The Tennessee Valley Authority’s plan to compensate rooftop PV generation at paltry rates has been challenged by the Southern Environmental Law Center (SELC).

TVA proposes to compensate rooftop solar owners—and larger generators—for the power they add to the grid at little more than two cents per kWh.  SELC maintains that rooftop PV generation should be compensated for all the value it provides, and cites a prior TVA value of 7.2 cents per kWh.

SELC appears to be setting up a legal challenge to TVA’s plan in its 57-page letter, addressed to TVA’s program office for NEPA—the National Environmental Policy Act.  NEPA requires Federal agencies such as TVA to evaluate the environmental effects of their actions.

In its letter, SELC maintains that “TVA has failed to comply with NEPA,” and thus cannot end its previous solar compensation program until it issues a draft environmental impact statement that considers “reasonable alternatives and takes a hard look at the effects of the proposal on the human environment.”  Seven other citizens’ groups signed on to SELC’s letter.

 

TVA and other “brakers” of distributed solar

SELC names TVA as one of three “brakers” of distributed solar in the six states that SELC serves.  SELC likewise calls Alabama Power a solar braker, for its monthly fee on rooftop solar systems, which the nonprofit group Gasp is challenging, represented by SELC.

SELC says that TVA’s new plan for compensating solar production misses several economic and environmental benefits of solar generation, as it considers only avoided fuel and variable O&M (operating and maintenance) costs.

TVA previously provided “example values” for distributed solar totaling 7.2 cents per kWh over a twenty-year period, as shown in the image at the bottom of this story, which SELC provided in its letter.  These values include generation deferral, environmental compliance, renewable energy credits, transmission and distribution deferral, and avoided line losses.

TVA also previously estimated distributed solar’s avoided carbon impacts, worth up to 2.4 cents/kWh, and avoided air pollution impacts at 3.5 cents/kWh.  These would bring distributed solar’s total value to 13.1 cents per kWh, SELC notes.

SELC also provided an analysis from Maine of the value of distributed solar, which found a market value of 9 cents/kWh, plus societal benefits of 9.2 cents/kWh, for a total of 18.2 cents/kWh.

 

About that avoided cost calculation

A study by Greenlink for SELC showed that TVA’s avoided cost is far greater on a winter peak day than the approximately 2 cents/kWh that TVA offers for solar:

The same study showed that when system-wide demand is low on an April day (with little demand for heating or air conditioning), TVA’s solar compensation is also below its avoided cost (the solar compensation is the same in both graphs, but the scale is different):

Joining SELC in signing the letter to TVA were the Southern Alliance for Clean Energy, the Tennessee Chapter of the Sierra Club, Tennessee Conservation Voters, Tennessee Interfaith Power and Light, Appalachian Voices, Energy Alabama, the Kentucky Chapter of the Sierra Club, and the firm green|spaces.
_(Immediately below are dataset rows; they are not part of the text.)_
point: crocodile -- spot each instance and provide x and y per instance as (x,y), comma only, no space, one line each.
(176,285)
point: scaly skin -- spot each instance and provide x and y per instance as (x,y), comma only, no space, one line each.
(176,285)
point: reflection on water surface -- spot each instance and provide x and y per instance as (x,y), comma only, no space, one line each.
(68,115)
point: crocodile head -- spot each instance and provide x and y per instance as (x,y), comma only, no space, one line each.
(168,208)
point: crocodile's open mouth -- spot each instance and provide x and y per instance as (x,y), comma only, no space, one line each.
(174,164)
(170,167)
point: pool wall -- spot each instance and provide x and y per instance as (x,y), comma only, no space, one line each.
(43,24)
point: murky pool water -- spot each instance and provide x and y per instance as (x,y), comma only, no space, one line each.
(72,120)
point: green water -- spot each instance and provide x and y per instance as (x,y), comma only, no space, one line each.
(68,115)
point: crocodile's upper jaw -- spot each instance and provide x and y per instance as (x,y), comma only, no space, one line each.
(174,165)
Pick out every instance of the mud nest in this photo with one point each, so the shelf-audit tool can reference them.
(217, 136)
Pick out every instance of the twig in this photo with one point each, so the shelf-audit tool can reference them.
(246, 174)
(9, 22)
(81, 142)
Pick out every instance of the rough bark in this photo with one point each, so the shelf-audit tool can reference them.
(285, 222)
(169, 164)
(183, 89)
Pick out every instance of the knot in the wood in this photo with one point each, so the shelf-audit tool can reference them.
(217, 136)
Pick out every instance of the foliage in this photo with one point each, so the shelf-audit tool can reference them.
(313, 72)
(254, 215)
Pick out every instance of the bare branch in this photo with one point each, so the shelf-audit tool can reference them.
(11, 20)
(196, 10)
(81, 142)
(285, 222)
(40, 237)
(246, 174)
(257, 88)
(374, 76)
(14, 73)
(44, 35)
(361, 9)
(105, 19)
Three solar “makers” in the Southeast as well

SELC also lauded three “solar makers” in the Southeast: 1) the South Carolina legislature, which unanimously passed the Energy Freedom Act; 2) electric cooperatives in Virginia, which have become “a lot more solar-friendly”; and 3) Solarize Georgia campaigns, which have helped homeowners install more than 500 rooftop solar systems.

SELC’s Rates of Solar website, launched a year ago, provides details on rooftop solar policies for over 400 utilities across the South.